Almost every single designer I know that hits the road on the speaking circuit has some kind of side project. Sometimes it’s a labor of love, or it might be an end goal for their career, but showing that you care means a lot.

I have the UX Drinking Game, something that I have spent a considerable amount of time and money building into what it is today. I’m neurotic about everything I do (at least everyone said I did a good job this weekend) because of that INTP thing (I’m very introverted, and I need data for most decisions). Positive feedback means a lot.

Know how you can make me your best friend in the world? Talk about how you love the UX Drinking Game and share it with your friends.

Buy their stuff

Do they have a book for $19.99? Are they doing a low-cost class? Do they have an application or two in the iPhone App Store for $2.99?

Do them a favor — buy it.

We try to price these items at a price point almost anyone can reach, and many of us see sales or site engagement as how we are providing value to the community at large.

We may love User Experience, but it also pays our bills. We try to price these items at a price point almost anyone can reach, and many of us see sales or site engagement as how we are providing value to the community at large.

Some speakers actually pimp out the work of other designers. I spoke highly about Russ Unger’s A Project Guide for UX Design Saturday, and I’m starting to use Laura Klein’s book UX for Lean Startups for startup types. I have a library of books by other designers that I routinely speak about and share at events. Many speakers hit the circuit specifically to sell books, and after a while the flights and hotels get to be draining.

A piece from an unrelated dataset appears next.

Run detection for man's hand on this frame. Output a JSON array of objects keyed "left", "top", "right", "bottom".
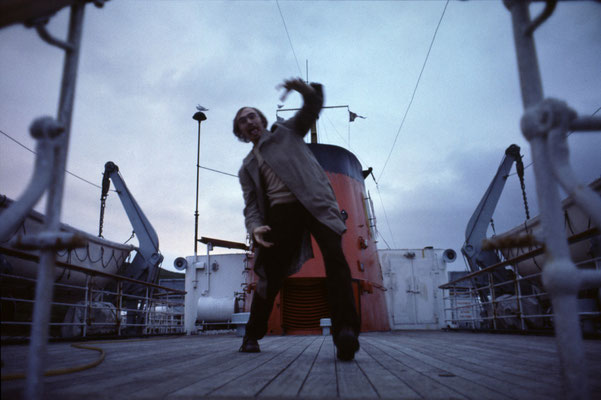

I’m not saying you have to go to every $1,400 event that comes along, but spending $19.95 for an eBook doesn’t seem to be much of an ask.

Offer to buy them a drink

The best conversations I have had at events have been outside of actual sessions.

It could be a coffee or a whiskey, but a small token of appreciation is awesome. The best conversations I have had at events have been outside of actual sessions.

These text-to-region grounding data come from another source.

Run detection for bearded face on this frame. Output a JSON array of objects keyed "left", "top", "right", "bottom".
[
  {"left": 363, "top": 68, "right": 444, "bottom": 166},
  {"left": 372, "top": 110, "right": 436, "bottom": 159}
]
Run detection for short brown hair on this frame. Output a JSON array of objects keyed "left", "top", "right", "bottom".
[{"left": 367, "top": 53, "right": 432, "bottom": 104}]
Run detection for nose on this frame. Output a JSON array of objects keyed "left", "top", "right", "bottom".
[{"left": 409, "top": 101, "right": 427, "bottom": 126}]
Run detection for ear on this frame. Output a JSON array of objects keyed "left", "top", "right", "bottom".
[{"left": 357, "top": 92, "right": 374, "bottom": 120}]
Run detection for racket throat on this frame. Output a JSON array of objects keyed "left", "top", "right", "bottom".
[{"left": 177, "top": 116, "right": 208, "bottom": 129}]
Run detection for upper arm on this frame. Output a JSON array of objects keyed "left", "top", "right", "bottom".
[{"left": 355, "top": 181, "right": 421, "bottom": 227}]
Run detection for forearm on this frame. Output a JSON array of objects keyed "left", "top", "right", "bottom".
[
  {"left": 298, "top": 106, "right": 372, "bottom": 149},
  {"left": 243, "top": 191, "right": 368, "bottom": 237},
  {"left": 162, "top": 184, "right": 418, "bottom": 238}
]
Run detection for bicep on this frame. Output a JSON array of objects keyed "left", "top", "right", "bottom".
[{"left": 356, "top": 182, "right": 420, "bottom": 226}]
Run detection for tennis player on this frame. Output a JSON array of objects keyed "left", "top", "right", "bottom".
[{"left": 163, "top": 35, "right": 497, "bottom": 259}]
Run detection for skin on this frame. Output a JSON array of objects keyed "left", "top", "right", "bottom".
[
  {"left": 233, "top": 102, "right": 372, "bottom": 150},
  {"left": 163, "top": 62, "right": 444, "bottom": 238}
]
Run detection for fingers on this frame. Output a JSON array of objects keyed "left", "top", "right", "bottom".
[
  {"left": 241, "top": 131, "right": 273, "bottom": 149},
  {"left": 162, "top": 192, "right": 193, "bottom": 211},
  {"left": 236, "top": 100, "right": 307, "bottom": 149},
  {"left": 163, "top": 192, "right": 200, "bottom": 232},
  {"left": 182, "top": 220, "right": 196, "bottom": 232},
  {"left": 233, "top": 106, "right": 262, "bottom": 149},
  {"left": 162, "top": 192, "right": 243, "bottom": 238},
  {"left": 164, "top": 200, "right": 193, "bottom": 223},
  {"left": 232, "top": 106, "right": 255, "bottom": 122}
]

At the SoCal UX Camp, a designer with a sociology background, Sara De La Cruz, offered me a cup of coffee. We had a wonderful conversation at a nearby coffee shop about how our careers were similar, and we talked through great ideas about how she could make a career shift to UX design. I offered several suggestions, and further questions showed that she was really taking steps to break into the field.

It wasn’t a long conversation (I think about 30 minutes), but with that small sign of gratitude she gained a friend for life. And the drink didn’t even have any whiskey in it.

Bring business cards

Your cards should list your name, what you do, and a contact method, like your Twitter address or website.

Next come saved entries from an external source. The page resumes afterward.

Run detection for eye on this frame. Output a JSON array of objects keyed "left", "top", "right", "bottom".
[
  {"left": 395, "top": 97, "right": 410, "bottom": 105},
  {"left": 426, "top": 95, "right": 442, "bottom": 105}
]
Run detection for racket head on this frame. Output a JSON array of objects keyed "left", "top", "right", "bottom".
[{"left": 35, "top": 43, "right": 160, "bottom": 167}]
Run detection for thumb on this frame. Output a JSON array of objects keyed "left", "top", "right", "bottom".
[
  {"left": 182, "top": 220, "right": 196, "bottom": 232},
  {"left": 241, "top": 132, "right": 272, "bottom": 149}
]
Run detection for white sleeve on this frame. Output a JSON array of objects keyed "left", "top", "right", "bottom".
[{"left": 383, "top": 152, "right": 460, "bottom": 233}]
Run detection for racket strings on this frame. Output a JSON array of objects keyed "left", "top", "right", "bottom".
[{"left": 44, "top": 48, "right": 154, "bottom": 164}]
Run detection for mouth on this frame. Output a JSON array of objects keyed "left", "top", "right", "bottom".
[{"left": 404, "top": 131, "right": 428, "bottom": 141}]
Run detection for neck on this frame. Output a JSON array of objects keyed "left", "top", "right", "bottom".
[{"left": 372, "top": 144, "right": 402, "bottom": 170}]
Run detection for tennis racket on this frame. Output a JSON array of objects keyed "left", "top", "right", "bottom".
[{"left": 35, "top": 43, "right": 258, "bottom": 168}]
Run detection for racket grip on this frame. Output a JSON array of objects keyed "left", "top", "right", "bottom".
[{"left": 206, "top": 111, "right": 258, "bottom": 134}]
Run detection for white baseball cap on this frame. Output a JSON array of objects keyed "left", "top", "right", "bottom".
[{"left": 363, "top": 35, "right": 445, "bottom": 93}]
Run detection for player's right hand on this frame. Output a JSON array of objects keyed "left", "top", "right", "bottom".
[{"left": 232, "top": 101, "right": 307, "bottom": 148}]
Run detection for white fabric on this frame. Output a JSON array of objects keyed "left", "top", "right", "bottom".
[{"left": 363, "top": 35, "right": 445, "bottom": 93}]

In our virtual world, I know it sounds kind of odd, but a small card is a great way to introduce yourself. There’s almost no friction, it’s an easy way to make an introduction. They don’t have to have your business on them. I paid something like $40 for mine, and I think they look great.

Your cards should list your name, what you do, and a contact method, like your Twitter address or website. It also works with recruiters — if you meet one at an event, you can give them a business card and they’ll usually reach out to you the next week.

Another thing — I remember faces, but I have a really, really hard time with names. If you meet me, ask me about the time I forgot a C-Level mamager’s name, six months after working at the company.

Have your shit together

If you’re an interaction designer that has done a bunch of work, or want to be one and have relevant experience, I want to talk to you! We can discuss your difficulties in finding a job, and you become an ideal candidate for user research.

If you have just graduated college and have three college projects in your portfolio, or you’re a used car salesman that’s never touched Dreamweaver or Omnigraffle before, I can’t help you.

There are a ton of resources on the web that talk about how to prototype, start side projects, and learn about the field. If the first question you ask is, “How do I break into User Experience” I know you didn’t do your research, because the first few results on Google include an article that I wrote on the subject.

User Experience is not a passing hobby, it’s something you have to live and breathe. That’s an investment. Respect ours.